Leetcode167 - sum of two numbers II - double pointer - bisection - array - Search

Five data types of redis

1 - first knowledge of go language

do(Local scope)、初始化器、内存冲突、Swift指针、inout、unsafepointer、unsafeBitCast、successor、

分享 20 个不容错过的 ES6 的技巧

The art of automation

我的 Raspberry Pi Zero 2W 折腾笔记,记录一些遇到的问题和解决办法

Programming philosophy - automatic loading, dependency injection and control inversion

大文件如何快速上传?

UML project example -- UML diagram description of tiktok
随机推荐
[thymeleaf] handle null values and use safe operators
I/O复用的高级应用:同时处理 TCP 和 UDP 服务
解决computed属性与input的blur事件冲突问题
Don't you know the usage scenario of the responsibility chain model?
Advanced version of array simulation queue - ring queue (real queuing)
1-初识Go语言
大文件如何快速上传?
Mds55-16-asemi rectifier module mds55-16
Epolloneshot event of epoll -- instance program
Set up an AI team in the game world and start the super parametric multi-agent "chaos fight"
JUC学习记录(2022.4.22)
js——實現點擊複制功能
LeetCode165-比较版本号-双指针-字符串
January 1, 1990 is Monday.
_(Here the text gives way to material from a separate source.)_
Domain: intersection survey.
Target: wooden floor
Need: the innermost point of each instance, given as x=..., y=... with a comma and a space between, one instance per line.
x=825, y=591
Define the function date_ to_ Week (year, month, day), which realizes the function of returning the day of the week after inputting the year, month and day, such as date_ to
Introduction to distributed transaction Seata
Practice of unified storage technology of oppo data Lake
Detailed comparison between asemi three-phase rectifier bridge and single-phase rectifier bridge
like和regexp差别
Share 20 tips for ES6 that should not be missed
What is the main purpose of PCIe X1 slot?